Amazingly, Okasha and Huda Wasfi, the National's director took the risk of entrusting the production to a young and inexperienced director, and how they managed to convince the stars to work with him is quite a feat and tantalizing mystery. But Mohamed Omar, whom Wasfi had tried out in a small production at the National six months ago, acquitted himself better than one would have expected. His movement and lighting designs were effective without being obtrusive, and, together with stage-designer Fadi Foukeih, created a setting at once realistic, functional and potently symbolic, visually suggesting a state of siege.
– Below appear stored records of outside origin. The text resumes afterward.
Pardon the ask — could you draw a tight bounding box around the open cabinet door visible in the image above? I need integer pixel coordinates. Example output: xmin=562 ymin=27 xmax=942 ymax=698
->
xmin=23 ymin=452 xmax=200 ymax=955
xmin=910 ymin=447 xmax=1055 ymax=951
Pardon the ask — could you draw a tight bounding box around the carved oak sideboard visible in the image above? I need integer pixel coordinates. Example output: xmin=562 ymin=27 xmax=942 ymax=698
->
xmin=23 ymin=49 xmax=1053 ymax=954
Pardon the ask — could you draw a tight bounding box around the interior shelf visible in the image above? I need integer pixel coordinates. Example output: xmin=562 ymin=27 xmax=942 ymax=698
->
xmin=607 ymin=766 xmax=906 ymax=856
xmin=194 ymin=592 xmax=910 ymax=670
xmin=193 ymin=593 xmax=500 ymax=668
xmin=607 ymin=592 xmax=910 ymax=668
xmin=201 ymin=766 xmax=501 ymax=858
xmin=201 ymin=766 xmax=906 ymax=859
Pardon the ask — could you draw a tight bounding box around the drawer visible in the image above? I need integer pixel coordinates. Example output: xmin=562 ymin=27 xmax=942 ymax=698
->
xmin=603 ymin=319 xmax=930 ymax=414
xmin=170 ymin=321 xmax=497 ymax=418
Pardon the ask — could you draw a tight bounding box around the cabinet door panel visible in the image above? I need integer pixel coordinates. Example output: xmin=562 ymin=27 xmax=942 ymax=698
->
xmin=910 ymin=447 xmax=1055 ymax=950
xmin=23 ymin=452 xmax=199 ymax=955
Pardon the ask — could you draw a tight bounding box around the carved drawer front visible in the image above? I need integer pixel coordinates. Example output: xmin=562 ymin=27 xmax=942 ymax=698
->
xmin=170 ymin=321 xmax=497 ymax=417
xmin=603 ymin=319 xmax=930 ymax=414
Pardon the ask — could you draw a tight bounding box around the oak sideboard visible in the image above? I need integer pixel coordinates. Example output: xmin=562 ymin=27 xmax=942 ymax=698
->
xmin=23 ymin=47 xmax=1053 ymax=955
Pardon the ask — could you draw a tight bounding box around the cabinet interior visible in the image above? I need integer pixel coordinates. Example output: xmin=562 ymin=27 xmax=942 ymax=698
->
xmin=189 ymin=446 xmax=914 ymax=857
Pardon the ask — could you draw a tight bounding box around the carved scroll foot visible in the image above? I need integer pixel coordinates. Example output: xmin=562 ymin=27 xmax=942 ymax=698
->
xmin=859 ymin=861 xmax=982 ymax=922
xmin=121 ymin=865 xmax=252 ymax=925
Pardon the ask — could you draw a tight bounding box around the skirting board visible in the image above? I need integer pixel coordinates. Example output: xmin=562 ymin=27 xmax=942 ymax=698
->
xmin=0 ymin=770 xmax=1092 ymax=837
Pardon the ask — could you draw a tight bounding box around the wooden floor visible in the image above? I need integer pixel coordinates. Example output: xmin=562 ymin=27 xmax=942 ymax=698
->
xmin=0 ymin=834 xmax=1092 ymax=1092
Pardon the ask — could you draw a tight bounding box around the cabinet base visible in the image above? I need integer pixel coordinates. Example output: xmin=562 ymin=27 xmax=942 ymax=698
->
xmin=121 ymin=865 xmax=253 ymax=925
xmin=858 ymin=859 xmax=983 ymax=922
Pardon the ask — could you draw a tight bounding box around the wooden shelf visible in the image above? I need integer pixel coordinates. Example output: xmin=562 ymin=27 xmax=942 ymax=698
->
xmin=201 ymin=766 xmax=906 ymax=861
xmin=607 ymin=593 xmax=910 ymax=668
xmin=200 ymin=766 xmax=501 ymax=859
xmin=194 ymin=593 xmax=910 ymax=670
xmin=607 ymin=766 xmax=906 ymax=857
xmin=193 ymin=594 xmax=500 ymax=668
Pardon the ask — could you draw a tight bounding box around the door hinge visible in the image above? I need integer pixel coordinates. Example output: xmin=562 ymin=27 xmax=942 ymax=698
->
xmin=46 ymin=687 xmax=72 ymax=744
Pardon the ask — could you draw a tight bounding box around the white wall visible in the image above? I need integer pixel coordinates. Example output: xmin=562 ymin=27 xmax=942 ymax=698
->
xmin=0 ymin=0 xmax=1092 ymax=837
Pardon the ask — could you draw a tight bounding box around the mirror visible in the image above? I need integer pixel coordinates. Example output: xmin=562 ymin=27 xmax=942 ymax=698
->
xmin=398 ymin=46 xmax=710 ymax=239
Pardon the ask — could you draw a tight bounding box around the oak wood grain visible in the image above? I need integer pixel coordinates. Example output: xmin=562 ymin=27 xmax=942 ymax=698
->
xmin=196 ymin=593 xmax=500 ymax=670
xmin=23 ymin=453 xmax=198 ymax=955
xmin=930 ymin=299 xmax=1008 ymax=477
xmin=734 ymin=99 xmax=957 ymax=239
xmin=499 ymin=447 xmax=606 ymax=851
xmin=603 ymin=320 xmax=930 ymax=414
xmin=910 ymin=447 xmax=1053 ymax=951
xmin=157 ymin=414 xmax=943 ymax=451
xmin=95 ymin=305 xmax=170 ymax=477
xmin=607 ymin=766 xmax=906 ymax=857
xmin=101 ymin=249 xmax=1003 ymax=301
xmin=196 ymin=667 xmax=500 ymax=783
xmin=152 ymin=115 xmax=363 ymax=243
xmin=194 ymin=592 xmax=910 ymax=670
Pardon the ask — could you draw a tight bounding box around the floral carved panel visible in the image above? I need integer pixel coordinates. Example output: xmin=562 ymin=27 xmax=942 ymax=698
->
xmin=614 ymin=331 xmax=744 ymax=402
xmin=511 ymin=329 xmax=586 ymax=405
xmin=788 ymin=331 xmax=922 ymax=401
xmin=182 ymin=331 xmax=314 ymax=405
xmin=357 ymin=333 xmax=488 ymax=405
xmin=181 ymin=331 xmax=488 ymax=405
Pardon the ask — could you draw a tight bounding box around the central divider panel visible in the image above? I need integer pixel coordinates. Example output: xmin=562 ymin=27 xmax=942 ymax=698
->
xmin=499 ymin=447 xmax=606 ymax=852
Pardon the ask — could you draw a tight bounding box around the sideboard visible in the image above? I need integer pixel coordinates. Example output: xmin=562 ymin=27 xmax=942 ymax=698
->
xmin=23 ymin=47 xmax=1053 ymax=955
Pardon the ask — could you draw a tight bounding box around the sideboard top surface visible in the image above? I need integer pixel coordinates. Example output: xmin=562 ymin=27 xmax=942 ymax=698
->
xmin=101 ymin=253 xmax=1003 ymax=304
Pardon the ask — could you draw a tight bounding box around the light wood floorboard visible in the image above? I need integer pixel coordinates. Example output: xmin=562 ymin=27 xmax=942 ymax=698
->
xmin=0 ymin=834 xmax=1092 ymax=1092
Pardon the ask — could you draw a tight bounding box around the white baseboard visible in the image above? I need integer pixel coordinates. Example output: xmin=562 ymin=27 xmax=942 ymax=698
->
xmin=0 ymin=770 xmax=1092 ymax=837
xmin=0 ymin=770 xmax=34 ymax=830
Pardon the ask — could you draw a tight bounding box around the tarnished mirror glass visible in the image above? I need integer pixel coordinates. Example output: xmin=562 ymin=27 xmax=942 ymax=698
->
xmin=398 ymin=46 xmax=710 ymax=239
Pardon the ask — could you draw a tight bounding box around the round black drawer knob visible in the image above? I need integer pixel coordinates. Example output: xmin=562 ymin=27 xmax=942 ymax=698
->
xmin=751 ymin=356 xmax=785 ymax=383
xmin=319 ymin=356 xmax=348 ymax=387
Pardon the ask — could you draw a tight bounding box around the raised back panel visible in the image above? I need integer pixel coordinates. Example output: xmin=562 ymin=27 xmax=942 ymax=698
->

In one detail, however, the head of the statue of Ramses which peeped over the sill of the backstage window, with part of the railway station building behind it, the set was ludicrously belaboured, naive and over-emphatic.
It was one more loud slogan, as if we did not already have more than enough. But whatever the flaws of this production, or may be because of them, The People on the Third Floor has a distinct 1960s flavour which gives it a strange, nostalgic appeal and enough popular ingredients to ensure its continued success with the public.